03 - Bring broth to a gentle simmer in a medium pot. Add gochugaru, soy sauce, rice vinegar, sesame oil, and salt. Cook ramen noodles in the broth until al dente, approximately 3 minutes. Remove from heat.
04 - Heat a grill pan or skillet over high heat until very hot. Sear marinated beef for 2-3 minutes per side until caramelized with good grill marks. Transfer to a cutting board and let rest for 2 minutes before slicing thinly against the grain.

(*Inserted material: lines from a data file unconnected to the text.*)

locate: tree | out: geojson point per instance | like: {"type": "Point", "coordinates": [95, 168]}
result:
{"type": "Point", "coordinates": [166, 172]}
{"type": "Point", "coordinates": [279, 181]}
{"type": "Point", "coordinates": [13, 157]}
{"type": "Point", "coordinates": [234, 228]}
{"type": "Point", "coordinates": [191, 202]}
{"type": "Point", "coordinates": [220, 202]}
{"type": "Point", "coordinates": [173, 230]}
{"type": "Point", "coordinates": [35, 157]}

05 - Divide noodles and broth between two bowls. Drizzle creamy sauce over noodles, then arrange sliced beef on top. Garnish with chopped green onions, toasted black sesame seeds, and additional chili oil or gochugaru if desired.

# Additional Tips:

01 - For best results, use high-quality beef that has good marbling for tenderness and flavor.
02 - The creamy sauce can be prepared up to 2 days in advance and stored in an airtight container.